Lancement d'Ariane 6 : l'Europe prête à mettre fin à la "crise des lanceurs spatiaux"

Lancement d'Ariane 6 : l'Europe prête à mettre fin à la "crise des lanceurs spatiaux"

Lorsque des milliers de personnes assisteront au lancement de la fusée Ariane 6 en Guyane française mardi, l'Agence spatiale européenne poussera un soupir de soulagement. Ce que son directeur général, Josef Aschbacher, a appelé la "crise des lanceurs" appartiendra au passé.

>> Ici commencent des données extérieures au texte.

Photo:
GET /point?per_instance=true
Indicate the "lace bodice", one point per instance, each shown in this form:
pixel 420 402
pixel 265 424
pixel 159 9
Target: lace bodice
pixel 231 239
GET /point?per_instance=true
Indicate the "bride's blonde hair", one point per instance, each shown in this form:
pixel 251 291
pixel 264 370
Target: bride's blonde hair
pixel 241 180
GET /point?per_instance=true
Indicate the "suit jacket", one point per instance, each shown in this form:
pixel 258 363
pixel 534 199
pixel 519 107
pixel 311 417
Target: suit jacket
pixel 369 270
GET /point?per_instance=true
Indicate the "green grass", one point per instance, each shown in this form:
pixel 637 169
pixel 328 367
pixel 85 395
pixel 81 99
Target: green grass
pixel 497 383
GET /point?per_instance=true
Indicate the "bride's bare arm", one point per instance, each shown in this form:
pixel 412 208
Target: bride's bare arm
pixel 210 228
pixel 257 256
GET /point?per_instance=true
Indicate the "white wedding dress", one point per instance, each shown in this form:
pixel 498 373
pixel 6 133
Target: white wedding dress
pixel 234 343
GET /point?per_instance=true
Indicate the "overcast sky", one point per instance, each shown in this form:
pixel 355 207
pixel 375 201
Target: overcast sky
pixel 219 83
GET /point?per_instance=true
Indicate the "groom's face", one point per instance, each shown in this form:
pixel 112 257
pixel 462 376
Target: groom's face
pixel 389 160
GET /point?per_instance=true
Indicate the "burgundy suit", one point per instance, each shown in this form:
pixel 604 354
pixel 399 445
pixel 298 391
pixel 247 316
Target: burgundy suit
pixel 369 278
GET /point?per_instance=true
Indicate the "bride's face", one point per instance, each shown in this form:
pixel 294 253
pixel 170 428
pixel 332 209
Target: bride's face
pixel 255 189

En juillet 2023, avec le dernier voyage d'Ariane 5, l'Europe a perdu la possibilité d'atteindre l'espace. Et avec elle, la possibilité de mettre des satellites en orbite sans dépendre de tiers. Aux années de retard dans la construction d'Ariane 6, accompagnées de problèmes techniques, de l'échec de la fusée Vega-C et de la pandémie, s'est ajoutée la fin des relations avec la Russie et la possibilité d'utiliser des fusées Soyouz.

"Avec le lancement d'Ariane 6, nous retrouvons l'accès à l'espace pour l'Europe. C'est essentiel", note M. Aschbacher depuis le port spatial de Kourou, en Guyane française. "D'ici la fin de l'année, nous prévoyons le retour en vol de Vega-C et nous pourrions avoir d'autres micro-lanceurs cette année."

Si Ariane 6 est un succès, "elle augmentera la résilience du domaine spatial européen dans un environnement géopolitique caractérisé par des risques et des menaces à long terme", affirme Félix Arteaga, chercheur à l'Institut royal Elcano. Il sera également essentiel pour permettre "au secteur industriel européen de rivaliser avec d'autres satellites commerciaux et gouvernementaux à court et à moyen terme".

À l'heure du boom spatial, le lancement du nouveau lanceur européen permettra au continent de mettre en orbite des satellites pour l'observation de la Terre, la navigation, la communication ou encore à des fins militaires .

Ariane 6
Ariane 6 - S MARTIN/ ESA-CNES-ARIANESPACE-ArianeGroup / Optique video du CSG

Des lancements entre les mains d'Elon Musk

Ces dernières années, l'Europe a délégué cette tâche à des entreprises privées comme SpaceX, la société d'Elon Musk, qui s'est chargée d'envoyer dans l'espace plusieurs satellites européens du programme Galileo face aux retards d'Ariane 6. Une décision que le commissaire européen au marché intérieur, Thierry Breton, dit avoir prise à contrecœur. "Je ne suis pas content de ce qui s'est passé, il y avait des lancements à effectuer et le calendrier n'a pas été respecté", a-t-il déclaré en novembre 2023.

"L'Europe est de plus en plus consciente de la nécessité d'être plus autonome dans certains domaines stratégiques", explique Matja Rencelj, analyste à l'European Space Policy Institute. "Nous voulons lancer des satellites selon nos propres conditions", insiste-t-il.

Mais nous n'en sommes peut-être pas encore là. Il y a quelques jours, l'Agence européenne de satellites météorologiques a choisi la société d'Elon Musk pour lancer l'un de ses satellites. "Cette décision est due à des circonstances exceptionnelles. Elle ne compromet pas notre politique habituelle de soutien aux partenaires européens", a déclaré Phil Evans, directeur général d'EUMETSAT, dans un communiqué. Dans un tweet, M. Aschbacher a qualifié cette décision de "surprenante", d'autant plus qu'elle intervient quelques jours seulement avant le premier vol d'Ariane 6.

Malgré ce premier revers, l'avenir d'Ariane 6 compte déjà pas moins de 30 commandes. 18 d'entre elles concernent le lancement des constellations Kuipers, le projet d'Amazon visant à apporter l'internet dans les espaces reculés.

Selon M. Rencelj, le lancement d'Ariane 6 est une première étape dans la stratégie spatiale de l'Europe : "Le lanceur, après tout, est un moyen d'atteindre un but, qui est vraiment d'accroître notre ambition dans l'utilisation de l'espace et son utilisation, évidemment au profit des citoyens européens et des décideurs politiques européens."

C'est pourquoi l'ESA et ArianeGroup, le développeur du projet, fondent de grands espoirs sur un projet qui est également conçu pour transporter des satellites privés dans l'espace. À l'avenir, explique M. Aschbacher, "nous aimerions que des entreprises plus petites ou même plus grandes développent leur propre nouveau lanceur".

L'ESA pourrait alors être "le client fixe" et achèterait des services de lancement à ces entreprises. Elle ne développerait donc plus son propre lanceur après Ariane 6.

Ariane 6 est le premier nouveau modèle européen depuis trente ans. Treize pays européens ont participé à son développement pour un coût total de quatre milliards d'euros.